Forgive me for using this analogy. It hardly does justice to the subject. "Before", that is some days ago I went on a Saalam Balaak Walk in the Streets of Delhi. As always, this walk ends at the holding centre where the "lost railway children" are housed while they are assessed. Children who are abused, addicted, alone are talked to by social workers at various contact points on the railway line and if they agree they can be taken in by SBT to be looked after. For me visiting this holding centre is heart wrenching and I struggle to fight back the tears every time I am there. On this visit there was a little boy who must have been 7 or 8 and who was sobbing quietly where he was sitting. I feel the need to take away his sadness and to be the instant remedy to his grief but sadly I cannot do that- which makes it even harder.He has recently come off the railway line and he has lost his family and was finding it hard to adjust to his new life.
Here they are:
The "After" to this moment is the one I experienced when I went to the SBT's dance performance at the Chinmaya auditorium a few days later. I walked in to this big theatre and there was standing room only. All the homes, the children, the staff members, friends, volunteers, guests and lastly by no means least the founder of this wonderful Trust Mira Nair (who made "Salaam Bombay" in 1988 about the slum kids in Mumbai) were all gathered there to watch the children perform and my god what a performance it was. The cheers and clapping, the squeals of delight at the handsome boys and the girls who were performing brought the house down.

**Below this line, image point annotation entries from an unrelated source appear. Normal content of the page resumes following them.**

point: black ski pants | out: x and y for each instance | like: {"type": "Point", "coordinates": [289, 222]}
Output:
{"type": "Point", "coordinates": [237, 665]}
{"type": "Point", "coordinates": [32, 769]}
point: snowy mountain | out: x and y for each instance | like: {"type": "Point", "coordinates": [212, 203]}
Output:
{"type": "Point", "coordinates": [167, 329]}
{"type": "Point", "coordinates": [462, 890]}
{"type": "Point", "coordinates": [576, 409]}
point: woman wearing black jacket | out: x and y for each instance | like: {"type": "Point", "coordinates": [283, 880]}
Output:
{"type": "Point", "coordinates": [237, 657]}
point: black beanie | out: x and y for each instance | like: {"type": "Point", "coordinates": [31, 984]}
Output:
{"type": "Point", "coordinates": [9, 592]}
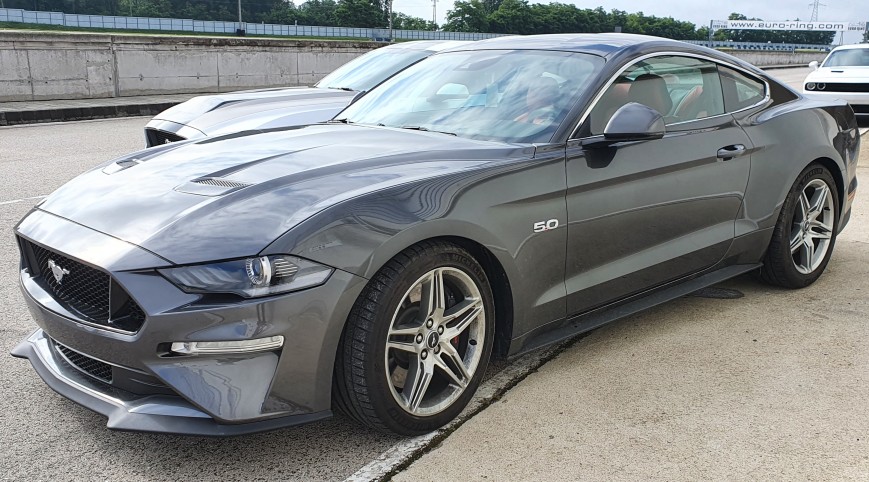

Everything, the choreography, the lighting, the videoing, the costumes, the music were all put together by SBT children and it was slick and professional and a delight to watch. Teenagers took us through some wonderful Bollywood numbers and some fantastic acrobatic moves and the younger children delighted the whole audience with their turned up jeans and cheeky smiles.
In my hurry to get there I did not take my camera, but perhaps I have painted an accurate enough picture for all of you to take away the sound of the clapping and the cheering.
These are the Trust's children, who have stopped crying, have gone into one of the homes, have settled down to a family life which involves all the children and the staff of their homes and who are graduating with flying colours and daring to dream dreams that they never in their wildest "before" lives thought imagineable.
The "After" effect has produced actors, acclaimed photographers,computer software programmers and travels agents, able administrators and artists. But above all the trust has the ability to turn these lost lives into lives empowered with confidence and knowledge and a belief in oneself. What a humbling achievement.